“Why had your father come to the East?”
“To make money.”
“Where was he going to live?”
“Anywhere he could find business.”
“What was his business?”
“He had none. He wanted to find some.”
“You have no friends nor relations?”
The child gazed a few moments in silence. “He told me when he woke me up and kissed me, last night, that I had not a friend in the world nor a person that cared for me.”
Before the exquisite sadness of this statement Lawrence was silent. He leaned back in his chair and looked at the child,—the little forlorn, precocious, potential woman. His own sense of recent bereavement rose powerful in his heart and seemed to respond to hers. “Nora,” he said, “come here.”
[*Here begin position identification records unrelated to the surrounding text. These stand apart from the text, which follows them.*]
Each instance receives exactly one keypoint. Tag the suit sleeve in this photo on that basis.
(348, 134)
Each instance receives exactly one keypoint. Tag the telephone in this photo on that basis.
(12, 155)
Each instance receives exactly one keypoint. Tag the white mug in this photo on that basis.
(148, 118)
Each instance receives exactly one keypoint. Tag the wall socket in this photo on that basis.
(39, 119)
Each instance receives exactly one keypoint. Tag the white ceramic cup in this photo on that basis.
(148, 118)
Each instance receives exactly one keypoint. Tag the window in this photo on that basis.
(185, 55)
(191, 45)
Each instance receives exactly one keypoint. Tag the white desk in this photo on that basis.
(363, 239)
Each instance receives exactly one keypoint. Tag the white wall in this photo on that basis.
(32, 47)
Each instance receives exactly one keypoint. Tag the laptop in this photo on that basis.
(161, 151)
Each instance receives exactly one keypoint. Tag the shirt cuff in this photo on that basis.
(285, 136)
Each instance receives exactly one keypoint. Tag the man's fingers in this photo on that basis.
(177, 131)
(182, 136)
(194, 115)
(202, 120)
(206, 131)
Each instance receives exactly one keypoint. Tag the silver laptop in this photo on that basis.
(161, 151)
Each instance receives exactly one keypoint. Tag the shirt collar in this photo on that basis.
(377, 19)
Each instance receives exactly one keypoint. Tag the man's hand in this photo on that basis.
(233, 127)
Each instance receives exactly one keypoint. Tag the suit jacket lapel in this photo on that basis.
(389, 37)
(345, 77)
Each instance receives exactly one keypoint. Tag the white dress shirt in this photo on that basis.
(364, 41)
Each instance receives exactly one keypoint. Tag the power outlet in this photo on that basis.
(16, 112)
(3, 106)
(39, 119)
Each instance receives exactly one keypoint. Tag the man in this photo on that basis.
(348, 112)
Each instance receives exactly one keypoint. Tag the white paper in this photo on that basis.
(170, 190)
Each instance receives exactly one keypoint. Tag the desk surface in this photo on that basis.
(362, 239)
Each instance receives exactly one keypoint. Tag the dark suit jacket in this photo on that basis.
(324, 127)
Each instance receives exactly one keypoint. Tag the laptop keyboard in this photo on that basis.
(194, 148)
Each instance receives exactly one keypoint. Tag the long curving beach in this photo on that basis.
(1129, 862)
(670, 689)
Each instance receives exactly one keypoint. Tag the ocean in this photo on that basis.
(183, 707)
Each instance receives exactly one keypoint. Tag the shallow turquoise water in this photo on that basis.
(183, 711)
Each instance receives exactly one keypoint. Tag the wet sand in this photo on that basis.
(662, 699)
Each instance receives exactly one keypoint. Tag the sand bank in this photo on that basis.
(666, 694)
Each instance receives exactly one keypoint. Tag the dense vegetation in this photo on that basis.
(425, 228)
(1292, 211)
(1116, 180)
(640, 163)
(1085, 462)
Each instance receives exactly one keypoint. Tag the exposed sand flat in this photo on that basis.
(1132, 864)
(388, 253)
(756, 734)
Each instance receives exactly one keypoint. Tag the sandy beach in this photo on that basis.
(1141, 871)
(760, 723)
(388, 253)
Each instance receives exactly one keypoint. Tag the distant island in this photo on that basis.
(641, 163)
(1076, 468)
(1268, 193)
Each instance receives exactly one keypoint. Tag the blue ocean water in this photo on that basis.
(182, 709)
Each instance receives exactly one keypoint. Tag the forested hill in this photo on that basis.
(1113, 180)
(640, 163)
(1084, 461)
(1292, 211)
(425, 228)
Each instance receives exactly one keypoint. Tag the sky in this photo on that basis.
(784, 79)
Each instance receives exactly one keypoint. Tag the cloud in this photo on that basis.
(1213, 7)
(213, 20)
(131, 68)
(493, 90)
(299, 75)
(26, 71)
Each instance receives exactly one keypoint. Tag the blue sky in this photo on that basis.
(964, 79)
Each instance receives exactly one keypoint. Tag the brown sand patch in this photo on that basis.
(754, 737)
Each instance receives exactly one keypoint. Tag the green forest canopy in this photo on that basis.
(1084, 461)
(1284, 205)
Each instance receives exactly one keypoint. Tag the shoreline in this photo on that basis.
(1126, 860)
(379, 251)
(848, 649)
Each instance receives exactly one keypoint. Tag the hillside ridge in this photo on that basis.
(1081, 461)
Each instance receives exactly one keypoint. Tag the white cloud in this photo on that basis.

She stared a moment, without moving, and then left the sofa and came slowly towards him. She was tall for her years. She laid her hand on the arm of his chair and he took it. “You have seen me before,” he said. She nodded. “Do you remember my taking you last night in my arms?” It was his fancy that, for an answer, she faintly blushed. He laid his hand on her head and smoothed away her thick disordered hair. She submitted to his consoling touch with a plaintive docility. He put his arm round her waist. An irresistible sense of her childish sweetness, of her tender feminine promise, stole softly into his pulses. A dozen caressing questions rose to his lips. Had she been to school? Could she read and write? Was she musical? She murmured her answers with gathering confidence. She had never been to school; but her mother had taught her to read and write a little, and to play a little. She said, almost with a smile, that she was very backward. Lawrence felt the tears rising to his eyes; he felt in his heart the tumult of a new emotion. Was it the inexpugnable instinct of paternity? Was it the restless ghost of his buried hope? He thought of his angry vow the night before to live only for himself and turn the key on his heart. “From the lips of babes and sucklings....”—he softly mused. Before twenty-four hours had elapsed a child’s fingers were fumbling with the key. He felt deliciously contradicted; he was after all but a lame egotist. Was he to believe, then, that he could not live without love, and that he must take it where he found it? His promise to Miss Morton seemed still to vibrate in his heart. But there was love and love! He could be a protector, a father, a brother. What was the child before him but a tragic embodiment of the misery of isolation, a warning from his own blank future? “God forbid!” he cried. And as he did so, he drew her towards him and kissed her.